Stiefel, ein emeritierter Professor, ist ein erfahrener Wirtschaftshistoriker. Der Forscher mit dem Schnauzer hat die NS-Geschichte mehrerer Unternehmen nachgezeichnet, darunter die des Baukonzerns Porr. Stiefel erhält Zugang zu dem Unternehmensarchiv in Wattens. Es beherbergt tausende Dokumente: Briefe, handschriftliche Notizen der Eigentümer, Verträge. Stiefel wühlt sich wochenlang durch die Akten.

Um eine bessere historische Einbettung zu ermöglichen, schlägt er vor, die Analyse nicht auf die NS-Zeit zu beschränken. Die Idee findet Anklang. Stiefel stellt 2014 eine Biografie über den Unternehmensgründer Daniel Swarovski fertig, in der die Fakten aus der Nazi-Zeit prominent behandelt werden. Das 400-seitige Manuskript für das Buch ist druckbereit. Doch innerhalb der rund 80 Gesellschafter des Unternehmens stößt das Projekt auf Widerstand. Eine Veröffentlichung wird abgelehnt.

Dass ein Historiker damit beauftragt wurde, die Unternehmensvergangenheit zu beleuchten, ist öffentlich bekannt gegeben worden. Wenn es nie ein Ergebnis gibt, führt das zu unangenehmen Fragen: Was wird verheimlicht? Mit Stiefel wird vereinbart, einen weiteren Anlauf zu nehmen. Er stellt 2016 ein zweites Buch zusammen.

Empfang für Adolf Hitler 1938 für Österreich.
Foto: imago

Dieses dreht sich ausschließlich um die NS-Zeit. Anpassung und Widerstand – Swarovski im Nationalsozialismus heißt es. Der Böhlau-Verlag soll es veröffentlichen. Die ersten 500 Exemplare sind gedruckt – verschwinden aber im Archiv in Wattens, nachdem erneut Widerstand von einigen Eigentümern kommt. Stiefel sagt, dass er angesichts der komplexen Familienstruktur hinter der Firma nicht genau weiß, wer welche Bedenken äußert. Das Ganze erinnere ihn an Kafkas Prozess. "Man kennt die Richter nicht, es verändern sich die Gesetze, ihr Prozess schiebt sich hinaus."

Zwei Gründe lassen sich dafür festmachen, dass das Unternehmen zunächst gar nichts veröffentlicht sehen will. Einige aus der Familie finden, dass in der fertigen Biografie ihr Teil des Familienstammes, also ihre Urgroßväter, nicht gut wegkommt. Sie sagen, dass nicht persönlichen Geschichten so sehr in den Vordergrund gerückt werden sollen.

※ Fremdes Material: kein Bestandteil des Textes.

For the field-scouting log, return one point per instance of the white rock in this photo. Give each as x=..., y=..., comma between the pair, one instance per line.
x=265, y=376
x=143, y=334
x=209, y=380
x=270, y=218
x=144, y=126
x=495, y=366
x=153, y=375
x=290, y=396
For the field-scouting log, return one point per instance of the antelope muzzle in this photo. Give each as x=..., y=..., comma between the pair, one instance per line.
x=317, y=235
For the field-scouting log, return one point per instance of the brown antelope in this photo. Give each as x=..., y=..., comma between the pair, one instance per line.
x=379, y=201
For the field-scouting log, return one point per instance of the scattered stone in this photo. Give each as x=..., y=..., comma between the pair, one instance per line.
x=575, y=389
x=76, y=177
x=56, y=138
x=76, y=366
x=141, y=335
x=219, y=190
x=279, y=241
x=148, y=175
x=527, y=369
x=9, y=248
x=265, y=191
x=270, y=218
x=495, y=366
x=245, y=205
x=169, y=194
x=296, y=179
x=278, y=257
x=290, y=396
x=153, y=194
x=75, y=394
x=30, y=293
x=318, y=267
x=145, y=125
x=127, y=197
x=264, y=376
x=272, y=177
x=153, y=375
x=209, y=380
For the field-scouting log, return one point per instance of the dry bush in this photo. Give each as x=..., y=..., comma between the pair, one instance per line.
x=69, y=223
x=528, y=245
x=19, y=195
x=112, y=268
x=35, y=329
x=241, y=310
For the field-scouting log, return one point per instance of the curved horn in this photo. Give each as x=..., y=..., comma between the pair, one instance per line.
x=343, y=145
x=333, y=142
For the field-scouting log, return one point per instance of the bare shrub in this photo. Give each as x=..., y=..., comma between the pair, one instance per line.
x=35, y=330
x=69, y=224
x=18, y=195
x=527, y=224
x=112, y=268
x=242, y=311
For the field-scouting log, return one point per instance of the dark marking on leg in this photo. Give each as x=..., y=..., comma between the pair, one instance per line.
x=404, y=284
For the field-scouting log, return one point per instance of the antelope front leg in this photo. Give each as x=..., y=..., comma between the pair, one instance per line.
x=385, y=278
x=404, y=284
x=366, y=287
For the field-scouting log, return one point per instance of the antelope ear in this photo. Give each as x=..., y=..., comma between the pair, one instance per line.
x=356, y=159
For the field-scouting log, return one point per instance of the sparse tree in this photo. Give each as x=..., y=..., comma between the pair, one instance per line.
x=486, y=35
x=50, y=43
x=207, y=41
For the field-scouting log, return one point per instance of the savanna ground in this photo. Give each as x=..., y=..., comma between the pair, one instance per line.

Hinzu kommen Einwände geschäftlicher Natur: Was, wenn die Veröffentlichung eines Buches über die NS-Zeit dem Unternehmen wirtschaftlich schadet? Besonders in den USA, einem der Hauptabsatzmärkte, könnte das Thema sensibel sein. Die Gegenstimmen kommen dem Vernehmen nach vor allem aus London, von wo aus die PR und die Marktkommunikation der Unternehmensgruppe geleitet werden.

Keine Einmischung

Stiefel hat sich vertraglich ausbedungen, dass er ohne Einmischung arbeiten darf. Die historische Aufarbeitung bestellen die Swarovskis aber für sich, und eine Pflicht zur Veröffentlichung wird vertraglich nicht vereinbart. Juristisch ist das Unternehmen im Recht. Was Stiefel zugestanden wird, ist die erwähnte Publikation im Fachmagazin. Ein erster Durchbruch.

In dem Beitrag zeigt Stiefel, dass die Swarovskis vom Nationalsozialismus unterschiedlich angezogen waren. Alfred und der Unternehmensgründer Daniel schließen sich der NSDAP nach dem "Anschluss" an. Wilhelm und Friedrich traten der NSDAP aber schon 1933 bei. Der Historiker Oliver Rathkolb hält einen so frühen Zeitpunkt gerade bei Unternehmern für "ungewöhnlich". Das spreche für "ideologische Überzeugung" und dagegen, dass hier jemand rein opportunistisch gehandelt hat.

Der Historiker Stiefel behandelt auch die Zwangsarbeiter, die bei Swarovski arbeiten mussten. 1944 war jeder sechste bis siebente Arbeiter ein Zwangsarbeiter, wobei es sich um 124 aus Westeuropa verschleppte Menschen handelte. Swarovski zahlte 2000 zehn Millionen Schilling an den NS-Zwangsarbeiterentschädigungsfonds.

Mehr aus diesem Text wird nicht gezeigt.